Of course I named the cat Kimik, because that's what my family always named pets.  OK, it was the first choice of names.  And it amused me to have a cat named "dog".   Little did I know that cat would be the most dog-like cat I'd ever know.  He was vocal, affectionate, & very jealous of other pets.  And would sit on your lap basking in your attention for as long as you'd let him. 
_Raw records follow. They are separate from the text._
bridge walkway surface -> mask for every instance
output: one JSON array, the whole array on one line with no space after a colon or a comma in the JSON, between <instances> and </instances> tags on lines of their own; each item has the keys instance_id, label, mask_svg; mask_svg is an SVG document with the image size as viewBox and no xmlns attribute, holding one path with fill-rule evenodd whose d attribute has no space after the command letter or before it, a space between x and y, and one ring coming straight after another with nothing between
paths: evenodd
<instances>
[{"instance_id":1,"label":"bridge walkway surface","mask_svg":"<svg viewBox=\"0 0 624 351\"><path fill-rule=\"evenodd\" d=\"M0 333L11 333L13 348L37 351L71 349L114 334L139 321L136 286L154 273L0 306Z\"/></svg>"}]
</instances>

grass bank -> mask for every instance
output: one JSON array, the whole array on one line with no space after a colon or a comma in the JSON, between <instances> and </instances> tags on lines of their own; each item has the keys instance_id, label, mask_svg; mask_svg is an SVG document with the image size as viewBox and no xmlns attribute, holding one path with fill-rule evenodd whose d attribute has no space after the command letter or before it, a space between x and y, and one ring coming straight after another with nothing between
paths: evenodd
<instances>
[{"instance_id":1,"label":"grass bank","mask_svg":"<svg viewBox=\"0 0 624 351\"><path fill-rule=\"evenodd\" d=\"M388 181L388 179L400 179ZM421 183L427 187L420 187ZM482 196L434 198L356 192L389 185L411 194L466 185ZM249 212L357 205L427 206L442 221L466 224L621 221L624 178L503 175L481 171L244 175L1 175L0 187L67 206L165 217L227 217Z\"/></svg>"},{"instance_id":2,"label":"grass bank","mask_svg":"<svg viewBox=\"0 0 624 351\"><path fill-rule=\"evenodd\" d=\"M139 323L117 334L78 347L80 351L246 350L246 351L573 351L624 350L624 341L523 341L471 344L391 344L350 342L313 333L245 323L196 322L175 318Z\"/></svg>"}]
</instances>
Just before I moved to the west coast in the spring of '94, I dropped Kimik and another cat off at my sister's house -- temporarily.  She called me about a year later to say that I could no longer claim ownership, because she'd had them longer than I had by that time.  The cats sent me a T-shirt when I had my salt water tank.  You have to see the shirt to get the joke.  I'll post it here, eventually.

It was years later, after my new dog, Scully*, and I moved in with her, her husband and three cats did I get tested and realize I was allergic to cats.  I lived there for 3 miserable years, averaging a sinus infection about every 2-3 months. 

And that's the abbreviated story behind A Cat Named Dog.

* She was named Scully because Kimik was still alive.  You can't give the same name to two pets living at the same time.